A diesel-powered air compressor was the optimal choice. A trailer-mounted unit was selected so personnel could use it for maintenance purposes when the plant was not in operation. A successful result hinged on integrating the portable air compressor into the existing air system and allowing for the exhaust gasses to safely vent to atmosphere. This was doable.

The local supplier added a controls package, enabling the new compressor to start at 95-psig system pressure and unload at 105 psig; plus shut down after running unloaded for five minutes. The permanently installed electric compressors are arranged in a lead/lag scheme with the lead unloading at 120 psig and loading at 110, the standby loading at 105 psig and unloading at 115.

The diesel compressor was located outside the water treatment building under a protective roof (photo).
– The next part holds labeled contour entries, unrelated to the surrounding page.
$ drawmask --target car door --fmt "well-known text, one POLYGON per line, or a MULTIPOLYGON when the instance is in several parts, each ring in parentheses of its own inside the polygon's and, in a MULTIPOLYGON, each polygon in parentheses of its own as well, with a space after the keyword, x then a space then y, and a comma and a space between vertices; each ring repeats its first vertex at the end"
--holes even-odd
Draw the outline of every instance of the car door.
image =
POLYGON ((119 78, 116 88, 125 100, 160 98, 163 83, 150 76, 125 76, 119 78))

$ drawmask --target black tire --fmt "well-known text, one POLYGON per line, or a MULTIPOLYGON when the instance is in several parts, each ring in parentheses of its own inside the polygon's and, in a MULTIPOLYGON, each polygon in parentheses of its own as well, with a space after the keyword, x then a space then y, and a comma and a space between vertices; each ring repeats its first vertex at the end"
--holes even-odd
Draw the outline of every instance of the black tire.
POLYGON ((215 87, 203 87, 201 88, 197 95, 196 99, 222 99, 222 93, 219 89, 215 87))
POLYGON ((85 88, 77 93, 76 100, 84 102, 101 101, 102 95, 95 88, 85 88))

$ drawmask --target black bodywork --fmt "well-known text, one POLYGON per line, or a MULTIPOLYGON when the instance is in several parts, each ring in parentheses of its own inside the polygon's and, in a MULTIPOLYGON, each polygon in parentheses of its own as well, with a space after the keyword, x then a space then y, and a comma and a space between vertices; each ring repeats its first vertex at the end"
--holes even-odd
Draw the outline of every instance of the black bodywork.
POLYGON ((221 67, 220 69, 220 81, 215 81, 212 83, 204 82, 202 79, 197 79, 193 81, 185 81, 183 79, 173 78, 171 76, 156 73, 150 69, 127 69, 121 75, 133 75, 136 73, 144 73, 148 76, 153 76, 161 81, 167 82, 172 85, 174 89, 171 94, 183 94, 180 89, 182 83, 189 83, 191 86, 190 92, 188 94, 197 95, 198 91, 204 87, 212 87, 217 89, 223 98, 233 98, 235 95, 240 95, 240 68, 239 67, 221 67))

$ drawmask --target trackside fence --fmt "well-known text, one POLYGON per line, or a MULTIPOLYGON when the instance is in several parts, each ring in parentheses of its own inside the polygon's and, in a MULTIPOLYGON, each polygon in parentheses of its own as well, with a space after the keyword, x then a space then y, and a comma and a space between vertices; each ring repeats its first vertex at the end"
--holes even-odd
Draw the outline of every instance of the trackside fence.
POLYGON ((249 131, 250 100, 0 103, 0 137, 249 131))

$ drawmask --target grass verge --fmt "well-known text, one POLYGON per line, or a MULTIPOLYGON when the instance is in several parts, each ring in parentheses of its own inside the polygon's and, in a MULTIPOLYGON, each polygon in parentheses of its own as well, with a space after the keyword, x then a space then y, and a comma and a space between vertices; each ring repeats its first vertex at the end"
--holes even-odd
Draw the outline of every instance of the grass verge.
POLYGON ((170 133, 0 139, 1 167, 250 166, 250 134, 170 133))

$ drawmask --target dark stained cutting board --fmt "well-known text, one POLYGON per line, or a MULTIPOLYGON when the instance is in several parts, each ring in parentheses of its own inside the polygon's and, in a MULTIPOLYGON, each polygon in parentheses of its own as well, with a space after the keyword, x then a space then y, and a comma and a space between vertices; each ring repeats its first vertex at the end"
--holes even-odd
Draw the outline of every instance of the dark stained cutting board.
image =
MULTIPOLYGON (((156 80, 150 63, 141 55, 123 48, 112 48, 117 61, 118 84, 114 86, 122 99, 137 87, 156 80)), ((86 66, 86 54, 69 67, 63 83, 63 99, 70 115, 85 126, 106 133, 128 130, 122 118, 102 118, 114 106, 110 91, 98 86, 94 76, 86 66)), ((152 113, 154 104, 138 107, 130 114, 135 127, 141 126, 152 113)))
Piping and conduit for the new machine was run in-house after trenching to avoid a trip hazard. The conduit was to provide a 120-V ac circuit for a charger/battery tender to keep the compressor starting battery in top condition.

The diesel compressor has one drawback: It is not an instant-on machine like a motor-driven compressor. The diesel requires 30 seconds to heat up intake air before it will fire and there is a short warmup period before it will load. Starting time may vary depending on ambient temperature.

After two actual events, staff learned that system pressure dropped to 65 psig before the diesel compressor picked up load and raised system pressure. However, this was adequate serve control valves plant-wide, plus maintain pressure to the fire-system deluge valves.

The diesel compressor was tested by turning off the electric compressors when the plant was offline and it performed as expected. Operators were able to bring the plant to a safe condition with the deluge valves remaining shut.

One event revealed additional protection provided by the new equipment: With an electric compressor down for quarterly maintenance, a close lightning strike took out the running air compressor along with several other motors while the plant was operating. The diesel compressor started and allowed operators to maintain normal operation, preventing a forced outage.